New ways of working with technology in teaching developed over the past year and online parents’ evenings should be retained as we emerge from the pandemic, members of the country’s largest education union have said.
The genie is out of the bottle so there is no reason to stick by the dead wood of a bloated curriculum, excessive accountability and oversized classes
Ahead of its annual conference, which launches today, the National Education Union surveyed more than 10,000 of its members, including on which features of their working conditions since March 2020 they would like to see remain in place as the crisis subsides.
The poll revealed that members favour retaining “new ways of working with technology in teaching” (69 per cent) and online parents’ evenings (57 per cent) the most, while 46 per cent want smaller class sizes retained.
Almost half of respondents also said greater public recognition of the needs of disadvantaged pupils over the past year was a benefit, while 37 per cent appreciated “greater levels of communication” with families by telephone and video call.
Most pupils returned to school last month following a second nationwide lockdown of the country’s education system. The government’s focus is now on the need for so-called “education recovery”.
Ministers have pledged £200 million in funding for secondary summer schools, and have said they are considering longer-term proposals, such as lengthening the school day.
NEU members want curriculum ‘flexibility’
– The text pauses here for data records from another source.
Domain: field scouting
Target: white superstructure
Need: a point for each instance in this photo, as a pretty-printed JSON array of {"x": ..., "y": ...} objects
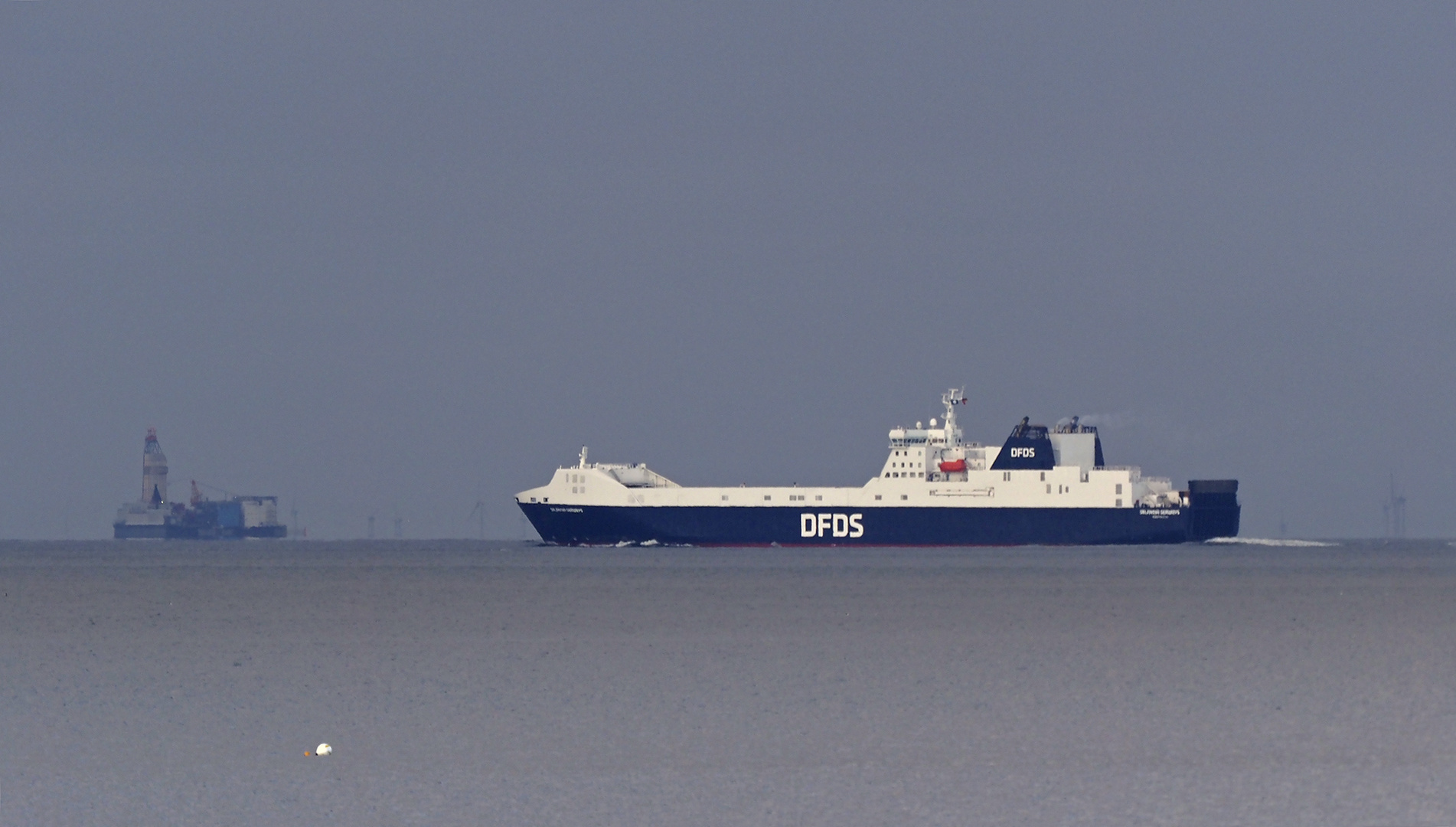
[{"x": 923, "y": 468}]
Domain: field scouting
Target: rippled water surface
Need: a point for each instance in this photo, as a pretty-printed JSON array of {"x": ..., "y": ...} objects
[{"x": 487, "y": 683}]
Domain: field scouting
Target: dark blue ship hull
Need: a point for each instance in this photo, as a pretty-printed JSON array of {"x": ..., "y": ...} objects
[{"x": 762, "y": 526}]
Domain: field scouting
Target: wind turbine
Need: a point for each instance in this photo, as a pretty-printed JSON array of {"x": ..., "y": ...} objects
[{"x": 479, "y": 510}]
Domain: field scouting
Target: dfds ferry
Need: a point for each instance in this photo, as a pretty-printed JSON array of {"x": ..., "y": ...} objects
[{"x": 1043, "y": 485}]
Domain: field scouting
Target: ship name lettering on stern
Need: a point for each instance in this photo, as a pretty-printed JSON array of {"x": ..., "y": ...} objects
[{"x": 831, "y": 525}]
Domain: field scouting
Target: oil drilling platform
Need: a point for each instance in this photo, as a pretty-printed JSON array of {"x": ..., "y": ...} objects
[{"x": 200, "y": 518}]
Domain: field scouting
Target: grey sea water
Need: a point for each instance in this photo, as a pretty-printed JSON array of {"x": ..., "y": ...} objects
[{"x": 488, "y": 683}]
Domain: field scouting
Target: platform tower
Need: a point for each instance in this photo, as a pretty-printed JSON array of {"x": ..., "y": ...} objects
[{"x": 153, "y": 472}]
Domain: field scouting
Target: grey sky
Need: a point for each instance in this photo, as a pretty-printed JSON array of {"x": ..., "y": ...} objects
[{"x": 390, "y": 258}]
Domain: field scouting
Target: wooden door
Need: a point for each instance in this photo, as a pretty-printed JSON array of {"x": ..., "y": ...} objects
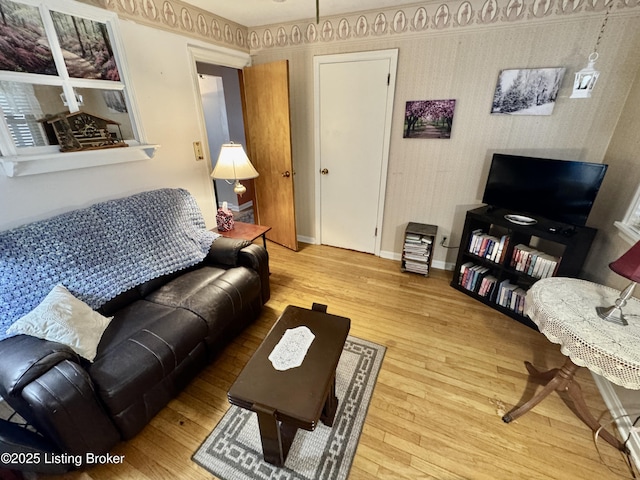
[{"x": 268, "y": 135}]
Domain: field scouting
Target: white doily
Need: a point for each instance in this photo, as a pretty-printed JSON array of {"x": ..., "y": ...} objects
[
  {"x": 292, "y": 348},
  {"x": 564, "y": 309}
]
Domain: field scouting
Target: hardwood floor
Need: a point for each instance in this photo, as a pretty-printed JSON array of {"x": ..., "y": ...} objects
[{"x": 452, "y": 368}]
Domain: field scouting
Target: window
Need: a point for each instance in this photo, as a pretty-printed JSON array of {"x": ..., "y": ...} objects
[
  {"x": 630, "y": 225},
  {"x": 58, "y": 60}
]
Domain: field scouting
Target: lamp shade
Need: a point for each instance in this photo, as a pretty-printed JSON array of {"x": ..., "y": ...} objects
[
  {"x": 233, "y": 164},
  {"x": 628, "y": 265}
]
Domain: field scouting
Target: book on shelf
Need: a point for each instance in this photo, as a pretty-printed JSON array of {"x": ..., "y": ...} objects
[
  {"x": 511, "y": 296},
  {"x": 534, "y": 263},
  {"x": 471, "y": 276},
  {"x": 488, "y": 246}
]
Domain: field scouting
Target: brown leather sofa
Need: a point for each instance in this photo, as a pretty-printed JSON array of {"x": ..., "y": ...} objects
[{"x": 163, "y": 333}]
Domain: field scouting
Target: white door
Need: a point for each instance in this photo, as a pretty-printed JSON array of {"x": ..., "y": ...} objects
[{"x": 354, "y": 101}]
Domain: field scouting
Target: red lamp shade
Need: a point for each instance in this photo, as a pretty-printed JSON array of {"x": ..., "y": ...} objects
[{"x": 628, "y": 265}]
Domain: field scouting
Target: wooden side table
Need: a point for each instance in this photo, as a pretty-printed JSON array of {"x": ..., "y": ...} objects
[
  {"x": 564, "y": 309},
  {"x": 246, "y": 231}
]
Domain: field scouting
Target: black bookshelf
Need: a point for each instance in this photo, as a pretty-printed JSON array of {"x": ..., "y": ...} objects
[{"x": 528, "y": 253}]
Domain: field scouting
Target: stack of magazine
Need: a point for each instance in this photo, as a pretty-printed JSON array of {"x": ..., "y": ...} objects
[{"x": 417, "y": 249}]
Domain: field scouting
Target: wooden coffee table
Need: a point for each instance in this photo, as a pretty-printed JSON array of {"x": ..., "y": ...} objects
[
  {"x": 298, "y": 397},
  {"x": 246, "y": 231}
]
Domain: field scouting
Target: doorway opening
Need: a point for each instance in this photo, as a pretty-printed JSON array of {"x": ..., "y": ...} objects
[{"x": 220, "y": 94}]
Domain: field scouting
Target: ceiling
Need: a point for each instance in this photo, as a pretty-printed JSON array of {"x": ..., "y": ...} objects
[{"x": 253, "y": 13}]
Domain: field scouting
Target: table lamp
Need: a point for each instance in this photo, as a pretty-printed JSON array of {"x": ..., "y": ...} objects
[
  {"x": 233, "y": 164},
  {"x": 628, "y": 266}
]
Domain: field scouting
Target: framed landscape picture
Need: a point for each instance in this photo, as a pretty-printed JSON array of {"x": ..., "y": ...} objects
[
  {"x": 428, "y": 118},
  {"x": 531, "y": 91}
]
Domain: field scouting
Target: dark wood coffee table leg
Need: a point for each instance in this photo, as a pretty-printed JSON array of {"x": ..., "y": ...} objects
[
  {"x": 330, "y": 405},
  {"x": 276, "y": 436}
]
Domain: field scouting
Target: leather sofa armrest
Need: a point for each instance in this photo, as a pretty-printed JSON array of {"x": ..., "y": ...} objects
[
  {"x": 224, "y": 251},
  {"x": 65, "y": 408},
  {"x": 26, "y": 358},
  {"x": 232, "y": 252}
]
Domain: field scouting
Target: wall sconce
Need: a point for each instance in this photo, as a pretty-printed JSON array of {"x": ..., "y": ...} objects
[
  {"x": 233, "y": 164},
  {"x": 587, "y": 77}
]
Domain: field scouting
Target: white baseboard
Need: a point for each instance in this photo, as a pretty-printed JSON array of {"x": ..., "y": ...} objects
[
  {"x": 623, "y": 419},
  {"x": 303, "y": 239}
]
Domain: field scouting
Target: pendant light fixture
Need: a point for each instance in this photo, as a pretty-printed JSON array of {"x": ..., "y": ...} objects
[{"x": 587, "y": 77}]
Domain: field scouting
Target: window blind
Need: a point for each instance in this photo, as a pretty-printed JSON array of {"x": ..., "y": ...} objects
[{"x": 21, "y": 111}]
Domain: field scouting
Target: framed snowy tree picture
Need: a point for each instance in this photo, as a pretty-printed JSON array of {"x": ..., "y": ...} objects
[{"x": 531, "y": 91}]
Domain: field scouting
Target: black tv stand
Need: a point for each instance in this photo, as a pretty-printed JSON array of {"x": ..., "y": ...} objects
[{"x": 512, "y": 257}]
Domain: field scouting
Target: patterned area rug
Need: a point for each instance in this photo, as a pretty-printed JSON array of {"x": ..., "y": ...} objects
[{"x": 233, "y": 450}]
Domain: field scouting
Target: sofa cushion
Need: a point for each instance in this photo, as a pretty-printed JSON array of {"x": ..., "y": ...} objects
[
  {"x": 143, "y": 346},
  {"x": 214, "y": 294},
  {"x": 62, "y": 318}
]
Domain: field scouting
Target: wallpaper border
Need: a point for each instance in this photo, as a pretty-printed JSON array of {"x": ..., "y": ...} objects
[{"x": 416, "y": 19}]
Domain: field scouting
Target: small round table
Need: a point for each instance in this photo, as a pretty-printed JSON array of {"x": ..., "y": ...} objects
[{"x": 564, "y": 309}]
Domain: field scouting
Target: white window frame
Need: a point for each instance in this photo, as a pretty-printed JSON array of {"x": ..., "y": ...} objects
[
  {"x": 35, "y": 160},
  {"x": 629, "y": 227}
]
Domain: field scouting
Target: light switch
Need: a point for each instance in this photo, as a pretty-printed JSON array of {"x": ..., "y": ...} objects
[{"x": 197, "y": 149}]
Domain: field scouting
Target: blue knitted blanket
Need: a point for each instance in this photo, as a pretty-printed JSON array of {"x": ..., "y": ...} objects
[{"x": 100, "y": 251}]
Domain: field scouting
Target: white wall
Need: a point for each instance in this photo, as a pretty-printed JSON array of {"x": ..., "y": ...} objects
[{"x": 164, "y": 89}]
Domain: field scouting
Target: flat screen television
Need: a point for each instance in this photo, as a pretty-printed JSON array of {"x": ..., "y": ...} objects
[{"x": 559, "y": 190}]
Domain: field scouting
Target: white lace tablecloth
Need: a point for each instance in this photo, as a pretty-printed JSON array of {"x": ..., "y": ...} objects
[
  {"x": 292, "y": 348},
  {"x": 564, "y": 309}
]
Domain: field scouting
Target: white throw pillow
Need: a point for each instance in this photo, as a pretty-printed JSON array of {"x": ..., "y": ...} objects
[{"x": 63, "y": 318}]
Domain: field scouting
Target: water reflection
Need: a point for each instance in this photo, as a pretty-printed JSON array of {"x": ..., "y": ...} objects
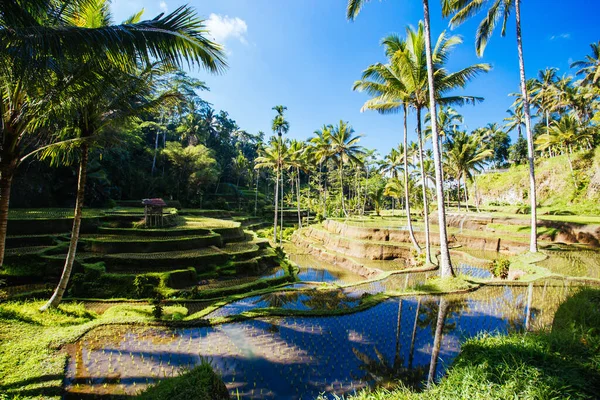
[{"x": 411, "y": 339}]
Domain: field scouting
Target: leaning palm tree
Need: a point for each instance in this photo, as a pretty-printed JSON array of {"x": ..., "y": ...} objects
[
  {"x": 467, "y": 154},
  {"x": 271, "y": 158},
  {"x": 353, "y": 9},
  {"x": 413, "y": 66},
  {"x": 39, "y": 38},
  {"x": 345, "y": 148},
  {"x": 116, "y": 99},
  {"x": 321, "y": 144},
  {"x": 496, "y": 10},
  {"x": 279, "y": 126},
  {"x": 384, "y": 83}
]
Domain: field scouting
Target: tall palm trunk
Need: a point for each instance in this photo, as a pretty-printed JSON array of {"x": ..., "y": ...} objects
[
  {"x": 445, "y": 264},
  {"x": 424, "y": 186},
  {"x": 155, "y": 152},
  {"x": 437, "y": 341},
  {"x": 276, "y": 205},
  {"x": 364, "y": 206},
  {"x": 6, "y": 175},
  {"x": 281, "y": 211},
  {"x": 342, "y": 187},
  {"x": 298, "y": 195},
  {"x": 414, "y": 335},
  {"x": 64, "y": 279},
  {"x": 530, "y": 151},
  {"x": 256, "y": 194},
  {"x": 465, "y": 192},
  {"x": 411, "y": 233}
]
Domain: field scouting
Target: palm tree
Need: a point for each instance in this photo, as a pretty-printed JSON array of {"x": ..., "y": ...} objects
[
  {"x": 590, "y": 67},
  {"x": 279, "y": 126},
  {"x": 565, "y": 132},
  {"x": 344, "y": 148},
  {"x": 297, "y": 162},
  {"x": 117, "y": 98},
  {"x": 353, "y": 9},
  {"x": 412, "y": 62},
  {"x": 271, "y": 158},
  {"x": 40, "y": 38},
  {"x": 501, "y": 9},
  {"x": 384, "y": 83},
  {"x": 321, "y": 144},
  {"x": 466, "y": 153}
]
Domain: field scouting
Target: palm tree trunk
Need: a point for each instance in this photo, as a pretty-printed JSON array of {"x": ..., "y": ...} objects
[
  {"x": 398, "y": 331},
  {"x": 411, "y": 233},
  {"x": 466, "y": 195},
  {"x": 281, "y": 211},
  {"x": 366, "y": 192},
  {"x": 276, "y": 204},
  {"x": 424, "y": 187},
  {"x": 155, "y": 153},
  {"x": 446, "y": 264},
  {"x": 256, "y": 194},
  {"x": 64, "y": 279},
  {"x": 6, "y": 176},
  {"x": 414, "y": 335},
  {"x": 298, "y": 195},
  {"x": 342, "y": 187},
  {"x": 530, "y": 152},
  {"x": 437, "y": 341}
]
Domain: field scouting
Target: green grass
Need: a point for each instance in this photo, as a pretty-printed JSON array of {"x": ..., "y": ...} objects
[
  {"x": 199, "y": 383},
  {"x": 31, "y": 363},
  {"x": 558, "y": 364}
]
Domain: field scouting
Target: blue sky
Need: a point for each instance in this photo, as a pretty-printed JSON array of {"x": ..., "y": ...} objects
[{"x": 306, "y": 56}]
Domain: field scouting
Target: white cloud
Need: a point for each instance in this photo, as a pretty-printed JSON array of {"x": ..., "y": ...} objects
[{"x": 223, "y": 28}]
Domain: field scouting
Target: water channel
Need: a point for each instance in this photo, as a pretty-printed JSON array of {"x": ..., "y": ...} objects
[{"x": 302, "y": 357}]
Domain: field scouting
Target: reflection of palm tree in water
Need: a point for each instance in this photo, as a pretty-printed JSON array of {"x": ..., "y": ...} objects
[
  {"x": 436, "y": 316},
  {"x": 387, "y": 374},
  {"x": 279, "y": 299},
  {"x": 328, "y": 300}
]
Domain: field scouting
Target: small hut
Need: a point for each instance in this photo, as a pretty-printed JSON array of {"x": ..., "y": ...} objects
[{"x": 153, "y": 212}]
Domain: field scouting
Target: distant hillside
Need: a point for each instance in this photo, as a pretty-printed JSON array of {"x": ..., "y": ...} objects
[{"x": 557, "y": 191}]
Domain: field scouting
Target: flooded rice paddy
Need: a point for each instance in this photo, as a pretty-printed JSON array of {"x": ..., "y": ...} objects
[{"x": 302, "y": 357}]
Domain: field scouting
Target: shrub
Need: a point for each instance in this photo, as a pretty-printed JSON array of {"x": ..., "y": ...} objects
[
  {"x": 499, "y": 267},
  {"x": 200, "y": 383},
  {"x": 157, "y": 303}
]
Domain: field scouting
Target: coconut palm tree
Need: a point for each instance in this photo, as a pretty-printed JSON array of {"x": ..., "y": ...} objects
[
  {"x": 467, "y": 154},
  {"x": 39, "y": 38},
  {"x": 116, "y": 99},
  {"x": 384, "y": 83},
  {"x": 589, "y": 68},
  {"x": 321, "y": 144},
  {"x": 354, "y": 7},
  {"x": 344, "y": 148},
  {"x": 565, "y": 133},
  {"x": 297, "y": 162},
  {"x": 279, "y": 126},
  {"x": 412, "y": 62},
  {"x": 462, "y": 10}
]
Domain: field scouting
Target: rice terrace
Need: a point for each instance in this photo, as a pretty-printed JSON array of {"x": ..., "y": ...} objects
[{"x": 299, "y": 200}]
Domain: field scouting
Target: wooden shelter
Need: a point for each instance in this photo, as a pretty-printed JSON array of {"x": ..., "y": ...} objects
[{"x": 154, "y": 212}]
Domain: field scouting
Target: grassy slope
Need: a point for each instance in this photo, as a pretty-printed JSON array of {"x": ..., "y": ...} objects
[
  {"x": 556, "y": 189},
  {"x": 562, "y": 363},
  {"x": 31, "y": 365}
]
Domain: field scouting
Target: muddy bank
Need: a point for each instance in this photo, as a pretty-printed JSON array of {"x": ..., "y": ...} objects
[{"x": 564, "y": 232}]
More than four in five NEU members said that to help address lost learning, schools needed “flexibility in the curriculum” to decide “what is important for learning and wellbeing”, while around seven in ten said pupils needed opportunities for sport and exercise.
Only one in ten said there should be a “strong focus” on delivering “all of the existing curriculum”, while only two per cent of respondents backed extending school days or term lengths.
The majority of respondents also said they wanted to see government maintain staff workloads at “acceptable levels”, and prioritise addressing the social and emotional wellbeing and mental health impacts of the pandemic on pupils.
Dr Mary Bousted, the union’s joint general secretary, said the government should take her members’ views on board if they are “serious about building back better”.
“Education professionals have been on the frontline, either virtual or physical, throughout the last twelve months and it is their insights on what has worked best that should be taken forward,” she said.
“The genie is out of the bottle so there is no reason to stick by the dead wood of a bloated curriculum, excessive accountability and oversized classes.”
The NEU’s virtual conference, beginning today, will consider motions calling for the abolition of Ofsted and league tables, the scrapping of GCSEs and a ballot for a boycott of statutory primary tests next year, and for better pay for school staff.